The challenge for deploying voice in the work environment is significant.
According to Dr Neil, "the difference between the home and work space is profound. You need to be able to examine the whole soundscape of a space and everything in it. You need to be able to identify individual speakers within that soundscape, and you’ll need an element of control when it comes to determining who is speaking, removing noise in that environment.
"That will take a lot of processing and for silicon providers that’s a challenge, we’re having to pack more capabilities into smaller devices."
Hospitality, in this case a hotel, could provide an interesting use case for voice in the B2B space
Many businesses are looking to use voice but are looking to customise a pre-packaged product – they want voice to mirror their organisation’s culture, whether that’s through an accent or tone of voice, but that needs an extensive dialogue ‘tree’ and much better contextual awareness on the part of the technology.
Will one device win out? Unlikely, the focus, for now, will be on the functionality of devices and how they are dispersed in an environment.
Longer term, the aim of those working in this space is to not only create assistants that are more ‘human’ but to differentiate products in what is becoming a highly competitive marketplace.

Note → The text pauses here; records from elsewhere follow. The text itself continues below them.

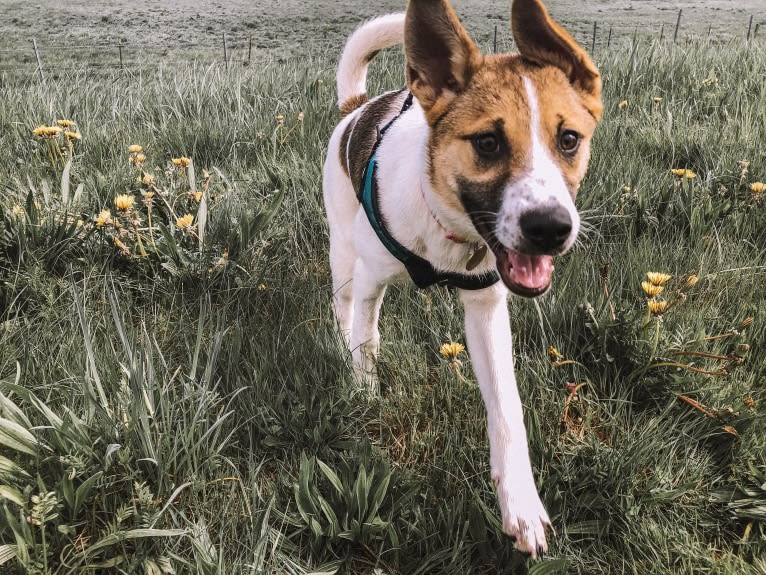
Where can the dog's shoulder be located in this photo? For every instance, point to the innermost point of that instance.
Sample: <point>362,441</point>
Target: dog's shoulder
<point>361,132</point>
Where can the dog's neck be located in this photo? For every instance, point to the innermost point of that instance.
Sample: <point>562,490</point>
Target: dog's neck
<point>450,235</point>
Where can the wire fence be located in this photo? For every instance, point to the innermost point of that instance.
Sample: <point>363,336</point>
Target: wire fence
<point>37,59</point>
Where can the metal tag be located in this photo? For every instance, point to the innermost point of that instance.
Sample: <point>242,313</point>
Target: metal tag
<point>476,256</point>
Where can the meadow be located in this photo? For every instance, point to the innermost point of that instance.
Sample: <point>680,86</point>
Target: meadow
<point>175,398</point>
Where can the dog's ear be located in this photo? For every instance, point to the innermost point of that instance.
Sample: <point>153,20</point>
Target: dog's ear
<point>441,57</point>
<point>543,41</point>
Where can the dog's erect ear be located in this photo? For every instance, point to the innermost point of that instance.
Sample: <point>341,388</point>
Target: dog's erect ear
<point>541,40</point>
<point>441,57</point>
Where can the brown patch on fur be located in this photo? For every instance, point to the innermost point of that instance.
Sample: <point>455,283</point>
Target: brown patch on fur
<point>544,42</point>
<point>375,114</point>
<point>495,99</point>
<point>344,145</point>
<point>352,103</point>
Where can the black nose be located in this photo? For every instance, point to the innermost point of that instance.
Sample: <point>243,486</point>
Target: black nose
<point>546,228</point>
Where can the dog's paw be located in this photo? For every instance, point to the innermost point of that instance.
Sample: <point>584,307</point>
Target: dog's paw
<point>524,518</point>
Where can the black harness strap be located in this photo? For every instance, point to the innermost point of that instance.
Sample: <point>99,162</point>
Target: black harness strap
<point>421,271</point>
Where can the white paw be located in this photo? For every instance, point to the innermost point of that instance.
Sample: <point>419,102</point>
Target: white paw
<point>524,517</point>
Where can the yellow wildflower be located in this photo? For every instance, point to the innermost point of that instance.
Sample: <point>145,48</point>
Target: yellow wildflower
<point>651,290</point>
<point>104,217</point>
<point>554,353</point>
<point>691,281</point>
<point>124,202</point>
<point>657,278</point>
<point>451,350</point>
<point>657,307</point>
<point>183,162</point>
<point>184,221</point>
<point>683,173</point>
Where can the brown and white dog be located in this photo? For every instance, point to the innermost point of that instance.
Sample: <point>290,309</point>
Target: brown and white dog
<point>489,154</point>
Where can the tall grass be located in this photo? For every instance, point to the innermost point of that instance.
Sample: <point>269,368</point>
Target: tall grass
<point>184,418</point>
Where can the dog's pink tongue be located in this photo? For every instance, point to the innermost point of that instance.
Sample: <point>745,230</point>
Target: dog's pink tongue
<point>530,272</point>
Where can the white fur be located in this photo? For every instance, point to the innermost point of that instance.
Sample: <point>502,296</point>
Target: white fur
<point>362,268</point>
<point>542,185</point>
<point>370,37</point>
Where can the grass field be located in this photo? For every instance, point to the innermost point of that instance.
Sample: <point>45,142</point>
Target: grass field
<point>176,399</point>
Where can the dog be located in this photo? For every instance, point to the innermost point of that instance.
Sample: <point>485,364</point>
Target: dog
<point>467,177</point>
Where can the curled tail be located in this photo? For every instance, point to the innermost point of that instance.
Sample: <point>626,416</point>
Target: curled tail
<point>361,47</point>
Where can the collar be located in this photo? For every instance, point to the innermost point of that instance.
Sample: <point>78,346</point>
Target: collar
<point>420,270</point>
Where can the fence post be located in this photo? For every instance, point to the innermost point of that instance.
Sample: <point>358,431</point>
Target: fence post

In the business market return on investment will be crucial; what am I paying for and what will I be getting for that investment, are front and centre when it comes to discussions regarding the deployment of voice.
But as Barnes suggested, "The benefits of voice can also be measured indirectly. Does it make employees happier and more productive?"
Over the next five years B2B is expected to have caught up with the consumer space and voice is expected to have gone mainstream; not only will it be a more natural interface but through AI it will learn about its users and become more personalised. On top of that companies will be able to develop further, differentiated applications.
Sutton suggested that could lead to voice recognition devices, "Listening to emotions and understanding how you feel at a specific moment in time."
Whatever the future holds the technology is in place or coming – "The basic building blocks, next generation processors, Cloud based services, the ability to support end-to-end encryption, all the basic requirements are in place," concluded Prof Neil.